Leukemias are classified as either acute or chronic. Within the acute category, the major types are AML and ALL. The equivalent chronic types are CML (discussed under MPDs) and CLL. CLL is the most common leukemia in adults, whereas in children, ALL is most frequently seen.
The acute leukemias are characterized by the proliferation and accumulation of immature blast cells. The blasts accumulate in the bone marrow, resulting in the failure of normal hematopoiesis. The WBC is usually elevated at presentation due to circulating blasts but a low WBC is not unusual. As a consequence of impaired hematopoiesis, symptoms and signs of anemia, thrombocytopenia and neutropenia are often present. Manifestations can include fatigue, pallor, bleeding or easy bruising, and infectious complications.

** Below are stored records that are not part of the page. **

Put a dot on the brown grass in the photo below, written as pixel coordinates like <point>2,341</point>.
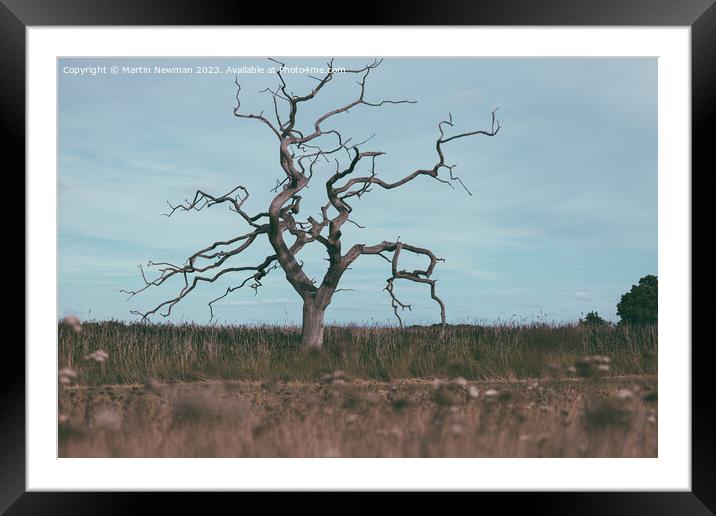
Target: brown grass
<point>549,418</point>
<point>190,352</point>
<point>500,391</point>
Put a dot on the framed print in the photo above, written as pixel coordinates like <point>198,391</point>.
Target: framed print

Epistaxis or oozing from the gums related to dental procedures is frequently present. Purpura involving the buccal mucosa is also a relatively frequent observation in the setting of severe thrombocytopenia. DIC may contribute to bleeding, when present. Apart from manifestations related to pancytopenia, infiltration of tissues or organs including the skin may occur, especially in the setting of AML with monocytic differentiation. Gum infiltration is another relatively common feature of this leukemia subtype. Discrete violaceous lesions or a more generalized rash may occur. In such cases, a biopsy may show infiltration with myeloblasts.
Chloromas or granulocytic sarcomas are collections of blasts occurring as discrete masses. They can present as isolated masses at any site. Subcutaneous locations occur and may precede the development of systemic leukemia or another MPD. They have been frequently described involving a number of head and neck sites including the orbit, masseteric muscle, and maxillary sinus, but can occur at any location (34). They have been reported involving skin, bone, salivary glands, muscles, and mucosa and can be single or multiple. Cases of airway obstruction have been attributed to chloromas (35). Since they can represent the initial manifestation of leukemia, systemic manifestations or abnormal blood counts may not be present at diagnosis. A chloroma of the neck is shown in Figure 4. Biopsy of such lesions is essential for diagnosis and should result in an evaluation for systemic disease. Facial paralysis can also occur from infiltration of the nerve by malignant cells, as shown in Figure 5.
CLL, the most common leukemia, is often diagnosed incidentally as a result of a mature monoclonal lymphocytosis identified on a complete blood count. When signs or symptoms are present, they can include fatigue, fever, shortness of breath, weight loss, bleeding, and symptoms resulting from lymphadenopathy, often bulky. There is an increased risk of bacterial and fungal infections, partly related to hypogammaglobulinemia. An exaggerated response to insect bites can also occur. A skin rash due to cutaneous infiltration may sometimes be seen. Warm antibody-mediated autoimmune hemolytic anemia and immune thrombocytopenia occurs in up to 20% of patients with CLL (36).